The treatment approaches used in patients in the present study was based more on pharmacological interventions than on psychotherapy alone. This was likely due to the prescribing psychopharmacological intervention is simple, and also more patients adhere to such treatments. Psychiatrists considered psychiatric interventions in 16.9% of cases. Although supportive psychotherapy and crisis intervention was carried out, it was not recorded, which may primarily be due to the fact that these interventions are not covered by medical insurance.

Following initial psychiatric consultation, 87% of the patients were assigned to follow-up and to receive continued psychiatric care. The provision of follow-up contact in the case of diagnostic or therapeutic consultation affords the opportunity to check a patient’s status (25).
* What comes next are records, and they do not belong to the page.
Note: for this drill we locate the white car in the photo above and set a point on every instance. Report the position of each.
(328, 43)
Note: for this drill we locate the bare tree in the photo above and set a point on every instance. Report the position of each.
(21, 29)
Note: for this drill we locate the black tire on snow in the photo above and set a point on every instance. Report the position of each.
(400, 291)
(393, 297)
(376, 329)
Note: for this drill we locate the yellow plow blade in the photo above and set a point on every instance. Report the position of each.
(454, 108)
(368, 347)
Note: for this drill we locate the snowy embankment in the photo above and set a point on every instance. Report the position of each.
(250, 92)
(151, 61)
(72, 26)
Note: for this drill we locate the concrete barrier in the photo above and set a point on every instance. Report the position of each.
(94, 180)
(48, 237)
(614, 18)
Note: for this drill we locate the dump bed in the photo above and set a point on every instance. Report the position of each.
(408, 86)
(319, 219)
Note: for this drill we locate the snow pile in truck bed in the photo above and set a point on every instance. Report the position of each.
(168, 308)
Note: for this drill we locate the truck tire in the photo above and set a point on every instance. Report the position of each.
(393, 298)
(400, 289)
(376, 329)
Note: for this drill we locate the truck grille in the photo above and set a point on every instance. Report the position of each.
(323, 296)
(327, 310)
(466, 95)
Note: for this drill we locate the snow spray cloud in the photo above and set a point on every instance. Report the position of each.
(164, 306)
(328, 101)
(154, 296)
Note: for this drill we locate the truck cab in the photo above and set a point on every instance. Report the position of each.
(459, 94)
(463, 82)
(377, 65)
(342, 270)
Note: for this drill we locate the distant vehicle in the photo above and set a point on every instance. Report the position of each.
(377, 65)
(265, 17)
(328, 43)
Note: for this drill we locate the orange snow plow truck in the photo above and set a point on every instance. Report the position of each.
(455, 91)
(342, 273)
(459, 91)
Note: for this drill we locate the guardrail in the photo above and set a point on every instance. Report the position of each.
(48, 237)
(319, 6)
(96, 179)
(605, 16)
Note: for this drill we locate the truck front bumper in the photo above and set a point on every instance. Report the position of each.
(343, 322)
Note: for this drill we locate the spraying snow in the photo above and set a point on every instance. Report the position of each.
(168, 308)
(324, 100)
One limitation of the present study is related to the lack of precision in accurate recording of some psychiatric consultation data in the form of counseling. Although we attempted to put a copy of the conducted consultation in each respective file, it may be missed, due to forgetfulness or because the physician is not thorough when examining the file contents. Another important limitation of the current study was that the Imam Khomeini Hospital only has educational wards, however, Bu Ali Hospital has both educational and therapeutic wards, which its educational ward is consisted of neurological and various wards of pediatrics. In Bu Ali Hospital, given that there was no pediatrics specialty in the consultation-liaison psychiatry group, requested psychiatric consultation rate was less than the Imam Khomeini Hospital. We propose that further studies should be performed with regard to how CLP services can improve their capacity for recognition of psychiatric disorders and their treatment in general hospitals.

5.1. Conclusion

Although there is a high prevalence of psychiatric comorbidities in patients in general medical hospitals, the lack of medical specialists and nursing staff may mean that psychological distress goes unrecognized, with a consequent delay in appropriate interventions. The establishment of CLP services in each hospital is an important and useful implementation. In addition, appropriate psychiatric consultation can ensure that the majority of patients with psychiatric disorders can be maintained in the ward to which they have been admitted, and can receive treatment interventions. In order to ensure an effective performance, psychiatric liaison staff should be trained in a multiplicity of consulting roles and should improve their skills in addressing the treatment of inpatients and outpatients. Further, non-psychiatric physicians should increase their knowledge of, and attitude toward, the psychosocial aspects of medical disorders in order to make appropriate psychiatric referrals if required. In addition, it is proposed that consultation liaison service contains pediatrics and adults psychiatrists.